An impassionate string of passionate adjectives


It was cold. Very cold. Freezing. Bone-chilling. Or hot. Scaldingly so. Perhaps. It depends on the scene. Sometimes it is wet; never merely damp. A downpour will do. Or a torrent. Yes a torrent. And an severe one at that. Many inches in an hour. The most since records began.


It was more than I ever imagined, yet the image was in my mind from the start. It was desolate. Isolated. Barren and overwhelming. But serene, obviously. Quiet enough to make me pause, despite my deep personal suffering and the irresistible photographic potential, to feel at one with nature. Small. But passionate to articulate big things. An ardent conservationist irrespective of, but reinforced by, feelings experienced in the moment.

A cliché.

Some say the strongest photographs need not be accompanied by words. I disagree, words channel emotion and can make messages more pungent, but why do we always chose the same few? An impassionate string of the most passionate adjectives? Or an overly-dramatic behind-the-scenes expose of a walk in the park?

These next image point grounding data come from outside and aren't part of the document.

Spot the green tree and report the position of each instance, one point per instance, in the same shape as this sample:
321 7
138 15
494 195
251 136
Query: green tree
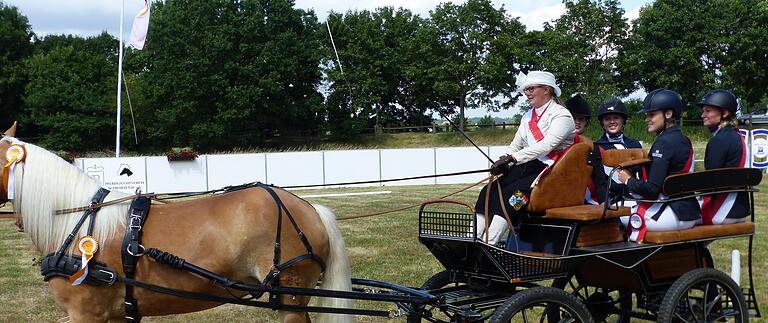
15 46
466 57
692 46
70 93
486 121
580 48
230 73
373 48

The Metro displays more inspiring vistas than my grandest photographs and the BBC NHU makes my most-arduous exploits look like walks in the park. Few lives are altered by the press of a shutter, so why pretend otherwise? If we are desensitised to sensationalism why not try something else?

I am far from the first to do this, and it is not the only other option, but with a little research I have found something much more penetrating than drama: facts that make you think.